Os trabalhos ganharam então outra dimensão e a pintura surgiu como linguagem de uma investigação que passa pela anatomia e pela performance. São órgãos do corpo humano as figuras criadas por Angelini em a seco. Pescadas dos livros de anatomia do pai, que é médico, as imagens são ilustrações científicas detalhadas, mas o artista criou para elas um relato de fantasia. Os textos impressos nas pinturas dão a cada órgão uma função inventada responsável por um humor e uma poética capazes de confundir o espectador.

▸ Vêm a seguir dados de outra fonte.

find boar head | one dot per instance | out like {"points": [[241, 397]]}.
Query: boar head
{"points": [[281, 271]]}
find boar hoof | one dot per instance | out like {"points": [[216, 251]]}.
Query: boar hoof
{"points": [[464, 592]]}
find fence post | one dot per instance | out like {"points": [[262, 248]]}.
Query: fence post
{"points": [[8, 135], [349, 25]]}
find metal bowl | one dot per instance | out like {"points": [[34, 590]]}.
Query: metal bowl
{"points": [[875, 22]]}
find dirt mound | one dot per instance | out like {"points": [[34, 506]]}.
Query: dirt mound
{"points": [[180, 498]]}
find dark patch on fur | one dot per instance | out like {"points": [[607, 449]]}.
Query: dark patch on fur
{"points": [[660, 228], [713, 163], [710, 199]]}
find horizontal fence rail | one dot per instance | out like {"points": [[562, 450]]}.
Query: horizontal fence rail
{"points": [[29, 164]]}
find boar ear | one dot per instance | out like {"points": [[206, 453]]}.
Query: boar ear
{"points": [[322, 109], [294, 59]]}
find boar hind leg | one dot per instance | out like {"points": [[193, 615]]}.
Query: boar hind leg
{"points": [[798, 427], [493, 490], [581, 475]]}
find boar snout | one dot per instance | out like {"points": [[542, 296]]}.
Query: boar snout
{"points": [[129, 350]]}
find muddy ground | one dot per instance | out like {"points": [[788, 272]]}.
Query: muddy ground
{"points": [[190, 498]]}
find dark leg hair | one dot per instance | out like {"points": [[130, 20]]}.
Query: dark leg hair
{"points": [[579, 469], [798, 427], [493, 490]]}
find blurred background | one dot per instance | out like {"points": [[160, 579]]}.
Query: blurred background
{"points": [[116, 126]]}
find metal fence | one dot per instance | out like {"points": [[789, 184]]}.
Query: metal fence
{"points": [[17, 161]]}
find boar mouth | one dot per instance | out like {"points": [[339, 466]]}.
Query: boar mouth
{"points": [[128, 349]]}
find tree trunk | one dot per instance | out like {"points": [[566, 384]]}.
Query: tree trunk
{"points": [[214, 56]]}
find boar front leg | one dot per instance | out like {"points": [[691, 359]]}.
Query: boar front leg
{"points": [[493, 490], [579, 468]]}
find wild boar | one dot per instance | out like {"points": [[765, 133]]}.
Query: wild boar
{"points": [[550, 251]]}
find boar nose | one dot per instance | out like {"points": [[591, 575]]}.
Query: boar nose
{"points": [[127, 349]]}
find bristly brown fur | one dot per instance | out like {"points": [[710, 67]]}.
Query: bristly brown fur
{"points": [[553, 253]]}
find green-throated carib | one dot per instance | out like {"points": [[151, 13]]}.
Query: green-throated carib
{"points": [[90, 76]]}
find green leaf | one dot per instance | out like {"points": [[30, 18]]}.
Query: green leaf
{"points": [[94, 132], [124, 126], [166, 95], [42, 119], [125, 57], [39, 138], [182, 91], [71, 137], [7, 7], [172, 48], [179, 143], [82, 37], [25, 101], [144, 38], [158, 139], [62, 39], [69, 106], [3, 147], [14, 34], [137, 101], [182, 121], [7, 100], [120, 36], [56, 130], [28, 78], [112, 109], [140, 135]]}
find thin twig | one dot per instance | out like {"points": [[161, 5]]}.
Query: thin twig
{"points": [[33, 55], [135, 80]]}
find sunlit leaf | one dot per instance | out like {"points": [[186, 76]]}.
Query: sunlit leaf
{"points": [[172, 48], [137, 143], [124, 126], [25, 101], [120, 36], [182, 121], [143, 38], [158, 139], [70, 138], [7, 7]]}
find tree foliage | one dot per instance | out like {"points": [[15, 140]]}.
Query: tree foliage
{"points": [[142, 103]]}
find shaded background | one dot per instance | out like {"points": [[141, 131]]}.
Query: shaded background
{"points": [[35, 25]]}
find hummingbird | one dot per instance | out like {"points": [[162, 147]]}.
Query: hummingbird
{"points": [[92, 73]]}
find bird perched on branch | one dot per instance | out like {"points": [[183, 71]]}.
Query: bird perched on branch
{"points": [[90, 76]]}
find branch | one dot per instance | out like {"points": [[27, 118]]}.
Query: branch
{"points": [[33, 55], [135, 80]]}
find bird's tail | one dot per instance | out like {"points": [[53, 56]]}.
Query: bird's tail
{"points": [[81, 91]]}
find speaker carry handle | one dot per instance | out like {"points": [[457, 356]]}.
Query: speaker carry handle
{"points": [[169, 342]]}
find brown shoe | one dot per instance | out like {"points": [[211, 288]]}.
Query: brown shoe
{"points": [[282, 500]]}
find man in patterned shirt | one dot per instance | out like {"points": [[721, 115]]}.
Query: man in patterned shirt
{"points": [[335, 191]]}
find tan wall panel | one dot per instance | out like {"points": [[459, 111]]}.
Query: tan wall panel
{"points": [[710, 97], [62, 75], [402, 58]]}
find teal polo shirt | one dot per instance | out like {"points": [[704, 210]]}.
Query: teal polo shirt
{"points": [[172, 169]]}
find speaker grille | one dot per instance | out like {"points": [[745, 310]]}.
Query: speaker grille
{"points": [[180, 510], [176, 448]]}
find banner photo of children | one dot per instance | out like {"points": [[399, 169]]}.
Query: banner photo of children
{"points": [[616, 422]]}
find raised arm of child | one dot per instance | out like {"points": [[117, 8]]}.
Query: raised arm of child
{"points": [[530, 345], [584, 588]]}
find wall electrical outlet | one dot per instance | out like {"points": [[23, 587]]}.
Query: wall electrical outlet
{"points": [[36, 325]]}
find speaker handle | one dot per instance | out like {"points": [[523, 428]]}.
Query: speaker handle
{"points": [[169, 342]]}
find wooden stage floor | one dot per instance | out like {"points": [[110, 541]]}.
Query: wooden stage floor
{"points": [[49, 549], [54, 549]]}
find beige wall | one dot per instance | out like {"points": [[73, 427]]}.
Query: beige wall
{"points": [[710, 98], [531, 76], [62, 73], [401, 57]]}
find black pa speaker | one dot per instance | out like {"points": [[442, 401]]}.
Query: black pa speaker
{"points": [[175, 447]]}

Assim, o artista sugere que a água do labirinto seja substituída por água gasosa para tornar a pessoa mais leve e menos depressiva diante da violência do cotidiano. ;Proponho um desequilíbrio assistido para sair do estado de depressão;, brinca Angelini. A clavícula ganha a função de alimentar os sentimentos transmitidos pelo toque da mão e a segunda vértebra passa a ser responsável pela coordenação motora que, se controlada, pode atender a habilidades específicas. Um coração oco e outro que respira no lugar dos pulmões completam a bizarra anatomia de Angelini.

Hoje, durante a abertura, o artista leva para a performance um pouco das ideias que o conduziram às obras de a seco. Com brocas de dentista no lugar do tradicional buril da gravura, ele reproduziu com linhas finas, na superfície de um prato de cerâmica, vários cortes do coração. Durante a abertura da mostra, o artista vai preencher algumas das linhas com o próprio sangue. É como se entintasse uma gravura com fluidos do próprio corpo. Há várias simbologias embutidas no ato. Uma delas, lembra o curador Carlos Ferreira, é a ideia de uma assinatura quase primitiva, em que o sangue é a prova da autoria da obra. Outra é o gesto performático da ação e a efemeridade do material, que muda de cor ao longo do tempo. Ambas são parte de um processo disparado pela curiosidade e pela vontade de se deparar com ambientes e situações nada familiares.

A seco

Exposição de João Angelini. Curadoria: Carlos Ferreira. Abertura hoje, às 17h, na Referência Galeria de Arte (SCLN 205, Bloco A, Loja 9, 1; pavimento)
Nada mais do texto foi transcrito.